* Chris Wallace: Wallace was the best moderator of the four debates — three presidential, one vice presidential. Poised and confident, he sought to steer the conversation without dominating it. He allowed the candidates to debate issues back and forth but, when they veered off course and didn't answer his questions, he made sure to let them know about it. And, as was the case in other Fox-sponsored debates in the primary season, Wallace's questions were just top-notch. On immigration, on the women alleging that Trump groped them, on the Clinton Foundation, Wallace asked blunt questions that demanded straight answers.
* Vladimir Putin: The Russian leader had to be thrilled about the amount of airtime he and his country received in the debate. And Trump, while insisting that he and the Russian president are not, in fact, friends, repeatedly said that he knew for a fact that Putin had no respect for Clinton. Any airtime for Putin in a debate with tens of millions of Americans watching probably make him very, very happy.
*Puppets: There hasn't been this much conversation about puppets in a presidential debate since, well, ever. Also, making “puppets” a winner allows me to post this GIF of Gob and Franklin Bluth:
* Donald Trump: Top to bottom, this was Trump's most consistent and best debate. But, it wasn't a good debate for him. Not at all. His signature moment — and the defining moment of the entire debate — came when he refused to say he would concede if the election results showed he had lost. Trump's I'll-just-wait-and-see answer was a total disaster and will be the only thing people are talking about coming out of the debate.
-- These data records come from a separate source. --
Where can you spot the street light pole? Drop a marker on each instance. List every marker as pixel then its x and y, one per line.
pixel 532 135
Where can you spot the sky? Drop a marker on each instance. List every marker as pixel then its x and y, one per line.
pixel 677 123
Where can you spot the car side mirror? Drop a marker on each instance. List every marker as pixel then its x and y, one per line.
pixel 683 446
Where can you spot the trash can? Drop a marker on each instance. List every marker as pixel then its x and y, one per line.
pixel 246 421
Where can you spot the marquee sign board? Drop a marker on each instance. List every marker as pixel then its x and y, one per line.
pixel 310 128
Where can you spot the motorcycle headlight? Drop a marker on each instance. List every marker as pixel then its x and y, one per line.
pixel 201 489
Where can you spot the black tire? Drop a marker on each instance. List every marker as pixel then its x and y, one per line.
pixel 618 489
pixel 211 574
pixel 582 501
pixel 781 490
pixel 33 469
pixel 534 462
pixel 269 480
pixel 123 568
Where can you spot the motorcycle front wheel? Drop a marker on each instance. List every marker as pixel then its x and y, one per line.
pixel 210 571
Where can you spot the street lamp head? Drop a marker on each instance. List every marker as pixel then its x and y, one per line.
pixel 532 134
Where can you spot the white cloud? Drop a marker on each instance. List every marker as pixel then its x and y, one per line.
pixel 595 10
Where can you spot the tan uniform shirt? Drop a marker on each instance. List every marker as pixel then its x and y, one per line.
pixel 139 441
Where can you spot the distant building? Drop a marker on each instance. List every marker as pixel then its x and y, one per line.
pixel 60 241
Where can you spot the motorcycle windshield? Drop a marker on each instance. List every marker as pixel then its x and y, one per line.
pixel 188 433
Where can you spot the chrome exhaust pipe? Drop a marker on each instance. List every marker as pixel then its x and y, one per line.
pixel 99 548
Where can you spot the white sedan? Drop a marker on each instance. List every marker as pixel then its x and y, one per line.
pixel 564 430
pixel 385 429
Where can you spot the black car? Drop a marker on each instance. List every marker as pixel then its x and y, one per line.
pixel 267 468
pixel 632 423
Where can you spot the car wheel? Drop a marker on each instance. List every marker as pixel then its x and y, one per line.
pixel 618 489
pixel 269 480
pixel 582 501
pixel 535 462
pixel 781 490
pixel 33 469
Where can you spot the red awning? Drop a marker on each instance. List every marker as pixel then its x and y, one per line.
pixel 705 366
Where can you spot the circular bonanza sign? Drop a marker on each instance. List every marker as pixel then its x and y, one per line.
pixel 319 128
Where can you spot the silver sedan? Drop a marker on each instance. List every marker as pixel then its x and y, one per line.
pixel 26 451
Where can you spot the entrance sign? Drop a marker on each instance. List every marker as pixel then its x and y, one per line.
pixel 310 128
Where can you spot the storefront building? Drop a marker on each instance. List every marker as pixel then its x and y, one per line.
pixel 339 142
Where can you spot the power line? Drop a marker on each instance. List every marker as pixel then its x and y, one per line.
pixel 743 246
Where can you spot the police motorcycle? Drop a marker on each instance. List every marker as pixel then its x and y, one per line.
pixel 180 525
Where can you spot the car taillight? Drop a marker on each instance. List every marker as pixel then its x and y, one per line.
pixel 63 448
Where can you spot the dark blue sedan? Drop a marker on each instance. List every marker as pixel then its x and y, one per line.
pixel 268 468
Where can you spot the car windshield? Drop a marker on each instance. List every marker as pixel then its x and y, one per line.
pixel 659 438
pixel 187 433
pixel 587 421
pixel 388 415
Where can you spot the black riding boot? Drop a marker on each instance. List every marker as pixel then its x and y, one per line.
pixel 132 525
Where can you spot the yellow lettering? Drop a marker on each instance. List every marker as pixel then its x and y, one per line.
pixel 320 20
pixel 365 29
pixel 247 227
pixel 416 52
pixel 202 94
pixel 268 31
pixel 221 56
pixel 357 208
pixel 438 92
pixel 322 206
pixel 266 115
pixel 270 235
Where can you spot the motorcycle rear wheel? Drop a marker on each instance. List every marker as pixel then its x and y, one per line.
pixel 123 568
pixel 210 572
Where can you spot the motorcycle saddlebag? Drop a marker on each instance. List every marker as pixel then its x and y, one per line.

Trump's first 30 minutes were actually quite good. But, as has so often been the case in this campaign, Trump simply couldn't stick to his plan. As the debate wore on, he became more and more short-tempered and curt; it culminated with his sarcastic praise for Clinton regarding ISIS and his “such a nasty woman” interruption. Trump's task in this debate — to fundamentally rejigger its course — was always a bridge too far. But it's hard to see how he even made incremental progress toward that goal on Wednesday night.
* Down-ballot Republicans: For an hour or so, the likes of Pat Toomey (Pa.), Richard Burr (N.C.) and Kelly Ayotte (N.H.) had to be, generally speaking, happy with Trump's performance. But then came the question of whether he would respect the election results if he lost and Trump's total debacle of an answer. It's hard for me to see how Republicans in close down-ballot races can afford to keep sticking by a candidate who has broken with centuries of tradition when it comes to the peaceful handover of power. And you can expect every single Republican — those in tough races and even those who aren't — to be asked tomorrow (and the day after that and the day after that) whether they agree with Trump's view on the rigged nature of the election. Not exactly a closing message any of them would choose.
* Calls for silence: In the 15 minutes before the debate started, there were roughly 487 warnings from people on stage that the audience needed to remain totally silent during the debate. This is, to be blunt, dumb. If you don't want people to cheer, boo or otherwise react, don't have an audience. Come on, man.